Albert Grob, préparant les salades du réfectoire.

Albert Grob, préparant les salades du réfectoire.

Depuis août 2014, l’équipe du réfectoire de l’école s’est renforcée, le mercredi, grâce à un nouveau bénévole, Albert Grob. Nouveau? Pas vraiment. Avant d’accompagner ses petits enfants à l’école monsieur Grob y a inscrit ses quatre enfants, Julien, Basile, Gaspard et Clara.

Un cadre favorable pour les enfants

C’est la maman des deux aînés qui souhaitait offrir à ses enfants une éducation alternative. Albert travaillait comme enseignant dans le public depuis 1976 et il se serait contenté de l’école d’Etat. Le couple rejoint néanmoins un groupe de parents qui réfléchit à des manières différentes d’envisager l’éducation. La pédagogie Freinet est alors une solution qui enthousiasme les éducateurs. C’est alors que l’association de la garderie que fréquente Julien propose une soirée sur la pédagogie Steiner Waldorf. Adrienne Cabrol (l’actuelle enseignante des quatrième année, devenue depuis madame Dessertaine) vient présenter les travaux de Rudolf Steiner. Elle fait de grands gestes avec les bras pour exprimer l’ouverture de l’enfant à son environnement. Avec son accent du midi, elle parle du soleil qui rayonne dans le corps et l’âme des élèves. Les parents sont conquis. Albert est profondément ému par la manière dont l’enseignante parle des enfants.

Julien est admis en première classe en 1983, alors que l’école Steiner vient d’emménager sur son nouveau site à Morges, au chemin de la Longeraie (l’école a débuté en 1976 dans une ancienne villa du quartier de Vennes, à Lausanne, pour déménager à Morges en 1982, avant de s’établir à Bois-Genoud, en 1992). C’est une période difficile pour la famille Grob puisque les parents se séparent. « Nos deux enfants sont restés avec moi lorsque notre couple a éclaté. Le cadre que j’arrivais alors difficilement à assurer, c’est l’école qui l’a donné. Elle nous a offert un soutien bienveillant dont j’avais vraiment besoin » se souvient Albert. Une fille au pair est engagée pour s’occuper de la maison et des enfant, afin que le père puisse continuer à travailler. Il ajoute:

« Il y avait beaucoup d’échanges entre parents, des liens sociaux qui me faisaient beaucoup de bien. Mes fils allaient parfois dormir chez des copains et c’était un soulagement pour moi que d’avoir ces moments pour souffler ».

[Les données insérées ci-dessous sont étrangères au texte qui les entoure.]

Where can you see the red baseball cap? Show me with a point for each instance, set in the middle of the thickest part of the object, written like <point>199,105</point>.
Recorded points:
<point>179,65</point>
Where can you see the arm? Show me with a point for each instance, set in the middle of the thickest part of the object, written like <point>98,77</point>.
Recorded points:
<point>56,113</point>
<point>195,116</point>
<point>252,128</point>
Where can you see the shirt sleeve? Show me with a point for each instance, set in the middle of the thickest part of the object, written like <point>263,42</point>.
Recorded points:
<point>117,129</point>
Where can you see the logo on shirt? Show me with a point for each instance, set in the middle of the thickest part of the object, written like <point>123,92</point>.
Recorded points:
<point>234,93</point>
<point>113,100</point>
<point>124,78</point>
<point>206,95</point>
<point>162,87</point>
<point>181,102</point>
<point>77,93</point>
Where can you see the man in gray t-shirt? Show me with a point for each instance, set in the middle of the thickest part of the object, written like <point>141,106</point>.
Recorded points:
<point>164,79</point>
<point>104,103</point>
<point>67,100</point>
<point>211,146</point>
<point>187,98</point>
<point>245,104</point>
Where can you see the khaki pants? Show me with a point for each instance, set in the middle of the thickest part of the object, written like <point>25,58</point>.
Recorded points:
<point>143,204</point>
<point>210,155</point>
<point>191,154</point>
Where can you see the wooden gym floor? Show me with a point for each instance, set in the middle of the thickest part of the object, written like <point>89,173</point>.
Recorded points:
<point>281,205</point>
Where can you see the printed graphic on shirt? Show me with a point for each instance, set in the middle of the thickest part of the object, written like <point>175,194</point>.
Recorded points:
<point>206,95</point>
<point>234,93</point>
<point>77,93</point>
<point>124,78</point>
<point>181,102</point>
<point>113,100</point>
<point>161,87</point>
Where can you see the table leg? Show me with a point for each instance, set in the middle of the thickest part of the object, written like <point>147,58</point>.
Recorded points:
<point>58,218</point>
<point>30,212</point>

Les fêtes trimestrielles, célébrations et réunions pédagogiques (les « trois piliers de la communication », disaient les enseignants) favorisent les échanges entre les parents et la collaboration au sein de l’école. « Martin Rodi plaisantait en disant qu’il n’y avait jamais assez de fêtes ». Une partie de l’organisation des fêtes est confiée aux parents et le fait de partager le travail et les expériences avec d’autres familles est une nécessité pour Albert, qui vit seul avec ses garçons.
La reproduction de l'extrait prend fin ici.